Health: HIV patients are at higher risk of heart attack
In individuals with HIV, heart attack risk is nearly double than that of the general population, says a study
New York: In individuals with HIV, heart attack risk is nearly double than that of the general population, says a study.
"The actual risk of heart attack for people with HIV was roughly 50 per cent higher than predicted by the risk calculator many physicians use for the general population," said first author Matthew Feinstein from the Northwestern University Feinberg School of Medicine in Chicago, US.
The higher risk for heart attack -- about 1.5 to two times greater -- exists even in people whose virus is undetectable in their blood because of antiretroviral drugs, according to the study published in the journal JAMA Cardiology.
"There is chronic inflammation and viral replication even in people whose blood tests don't show any sign of the virus in the blood," Feinstein explained.

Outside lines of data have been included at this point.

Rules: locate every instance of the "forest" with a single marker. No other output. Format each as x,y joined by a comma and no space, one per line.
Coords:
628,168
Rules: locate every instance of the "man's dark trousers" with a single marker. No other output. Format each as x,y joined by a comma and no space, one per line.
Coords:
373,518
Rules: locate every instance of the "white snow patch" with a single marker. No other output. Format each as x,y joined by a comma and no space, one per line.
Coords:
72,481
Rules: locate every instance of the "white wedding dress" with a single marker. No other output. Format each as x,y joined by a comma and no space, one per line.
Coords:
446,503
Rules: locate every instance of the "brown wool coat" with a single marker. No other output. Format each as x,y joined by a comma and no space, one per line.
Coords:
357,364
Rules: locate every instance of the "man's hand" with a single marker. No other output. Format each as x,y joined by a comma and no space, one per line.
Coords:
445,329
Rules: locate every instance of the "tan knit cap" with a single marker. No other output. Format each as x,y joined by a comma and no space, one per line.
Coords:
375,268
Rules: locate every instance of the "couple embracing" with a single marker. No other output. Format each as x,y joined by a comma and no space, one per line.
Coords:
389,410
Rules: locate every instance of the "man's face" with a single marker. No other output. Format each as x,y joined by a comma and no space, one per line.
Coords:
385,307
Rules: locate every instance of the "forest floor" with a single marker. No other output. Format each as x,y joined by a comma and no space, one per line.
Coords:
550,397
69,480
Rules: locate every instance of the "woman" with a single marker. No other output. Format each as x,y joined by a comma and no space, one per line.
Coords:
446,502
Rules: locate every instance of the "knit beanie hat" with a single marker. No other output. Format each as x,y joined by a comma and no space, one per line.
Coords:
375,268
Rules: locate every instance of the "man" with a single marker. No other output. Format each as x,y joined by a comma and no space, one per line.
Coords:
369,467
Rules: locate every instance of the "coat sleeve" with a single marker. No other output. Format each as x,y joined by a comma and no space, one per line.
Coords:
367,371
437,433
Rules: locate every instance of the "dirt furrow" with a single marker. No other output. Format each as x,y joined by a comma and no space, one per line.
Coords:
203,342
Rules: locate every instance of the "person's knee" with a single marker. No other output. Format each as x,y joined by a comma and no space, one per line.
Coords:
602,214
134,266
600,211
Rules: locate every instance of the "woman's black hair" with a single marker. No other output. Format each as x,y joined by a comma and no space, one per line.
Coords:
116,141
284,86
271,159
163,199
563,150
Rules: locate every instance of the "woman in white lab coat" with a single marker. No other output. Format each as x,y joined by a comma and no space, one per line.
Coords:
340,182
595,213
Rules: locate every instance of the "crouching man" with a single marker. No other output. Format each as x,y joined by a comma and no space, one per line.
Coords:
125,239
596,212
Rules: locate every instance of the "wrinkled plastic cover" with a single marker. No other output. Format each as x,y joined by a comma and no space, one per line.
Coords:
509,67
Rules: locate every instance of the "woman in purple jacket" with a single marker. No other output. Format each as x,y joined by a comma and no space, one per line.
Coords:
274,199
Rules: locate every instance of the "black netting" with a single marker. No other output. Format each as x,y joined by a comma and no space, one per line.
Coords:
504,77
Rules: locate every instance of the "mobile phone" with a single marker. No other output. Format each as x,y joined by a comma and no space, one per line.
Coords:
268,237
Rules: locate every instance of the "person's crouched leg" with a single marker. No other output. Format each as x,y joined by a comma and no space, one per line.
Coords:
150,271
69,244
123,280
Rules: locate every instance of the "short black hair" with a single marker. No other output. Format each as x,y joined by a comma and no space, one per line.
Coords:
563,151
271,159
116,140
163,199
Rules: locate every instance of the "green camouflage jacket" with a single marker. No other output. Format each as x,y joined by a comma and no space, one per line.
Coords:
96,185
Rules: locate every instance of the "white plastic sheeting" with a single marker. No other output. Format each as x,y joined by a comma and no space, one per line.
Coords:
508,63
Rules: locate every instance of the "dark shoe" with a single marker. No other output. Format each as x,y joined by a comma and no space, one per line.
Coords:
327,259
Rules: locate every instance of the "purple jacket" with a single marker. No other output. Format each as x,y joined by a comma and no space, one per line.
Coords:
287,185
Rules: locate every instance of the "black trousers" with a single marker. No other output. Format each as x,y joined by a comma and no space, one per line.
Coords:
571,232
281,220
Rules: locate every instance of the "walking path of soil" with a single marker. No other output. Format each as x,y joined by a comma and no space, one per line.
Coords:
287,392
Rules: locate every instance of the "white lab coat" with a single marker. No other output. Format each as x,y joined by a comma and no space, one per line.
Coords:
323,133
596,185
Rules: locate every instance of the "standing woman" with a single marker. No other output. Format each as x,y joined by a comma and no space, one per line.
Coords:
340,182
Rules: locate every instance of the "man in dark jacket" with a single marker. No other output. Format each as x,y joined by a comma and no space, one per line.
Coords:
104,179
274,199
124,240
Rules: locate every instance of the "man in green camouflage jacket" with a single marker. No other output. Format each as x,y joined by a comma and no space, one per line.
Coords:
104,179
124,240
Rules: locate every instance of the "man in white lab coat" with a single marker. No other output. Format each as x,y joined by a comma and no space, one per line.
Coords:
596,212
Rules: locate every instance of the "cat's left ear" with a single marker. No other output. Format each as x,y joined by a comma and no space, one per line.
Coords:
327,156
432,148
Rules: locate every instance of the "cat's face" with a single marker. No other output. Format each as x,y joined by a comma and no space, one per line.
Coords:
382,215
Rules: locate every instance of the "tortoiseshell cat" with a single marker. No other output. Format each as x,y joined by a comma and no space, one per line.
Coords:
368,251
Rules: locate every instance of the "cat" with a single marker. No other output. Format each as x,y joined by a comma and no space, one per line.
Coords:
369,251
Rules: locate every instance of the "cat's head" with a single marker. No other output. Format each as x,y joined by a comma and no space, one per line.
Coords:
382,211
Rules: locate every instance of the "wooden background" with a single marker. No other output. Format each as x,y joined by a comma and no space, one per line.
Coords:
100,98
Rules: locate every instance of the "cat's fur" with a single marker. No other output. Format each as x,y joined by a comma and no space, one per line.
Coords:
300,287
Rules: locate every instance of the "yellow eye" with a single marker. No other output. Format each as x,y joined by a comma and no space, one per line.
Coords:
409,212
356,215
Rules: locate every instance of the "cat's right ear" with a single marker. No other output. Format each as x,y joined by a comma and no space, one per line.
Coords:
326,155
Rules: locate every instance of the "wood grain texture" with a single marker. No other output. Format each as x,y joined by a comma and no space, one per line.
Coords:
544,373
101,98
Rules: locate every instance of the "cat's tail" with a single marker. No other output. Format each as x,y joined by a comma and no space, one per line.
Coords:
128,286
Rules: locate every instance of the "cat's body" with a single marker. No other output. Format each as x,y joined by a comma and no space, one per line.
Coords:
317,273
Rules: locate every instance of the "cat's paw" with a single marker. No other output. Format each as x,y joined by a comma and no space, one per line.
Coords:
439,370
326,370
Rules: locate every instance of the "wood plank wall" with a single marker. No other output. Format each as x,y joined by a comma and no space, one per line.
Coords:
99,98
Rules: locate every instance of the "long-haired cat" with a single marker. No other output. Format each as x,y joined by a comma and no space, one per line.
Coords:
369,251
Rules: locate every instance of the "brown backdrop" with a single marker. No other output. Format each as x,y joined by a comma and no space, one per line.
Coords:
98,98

That is because the virus still lurks in the body's tissues, creating the inflammation that causes plaque buildup and can lead to a heart attack or a stroke.
Plaque build-up occurs 10 to 15 years earlier in HIV patients than in the uninfected population, the study said.
"It's this inflammatory state that seems to drive this accelerated ageing and these higher risks for heart disease, which are becoming more common in HIV patients as they live longer," Feinstein said.
For the study, the researchers analysed data from approximately 20,000 HIV-infected individuals.
They compared predicted rates of heart attacks based on data from the general population to the actual rates of heart attacks observed in this cohort and found that HIV patients have nearly twice the heart attack risk.
The scientists believe that primary driver of the higher risk was the HIV.
Accurately predicting an individual's risk helps determine whether he or she should take medications such as statins to reduce the risk of heart attack or stroke.
"If you have a higher risk for heart attack or stroke, your ability to benefit from one of these drugs is greater and justifies the possible side effects of a medication," Feinstein pointed out.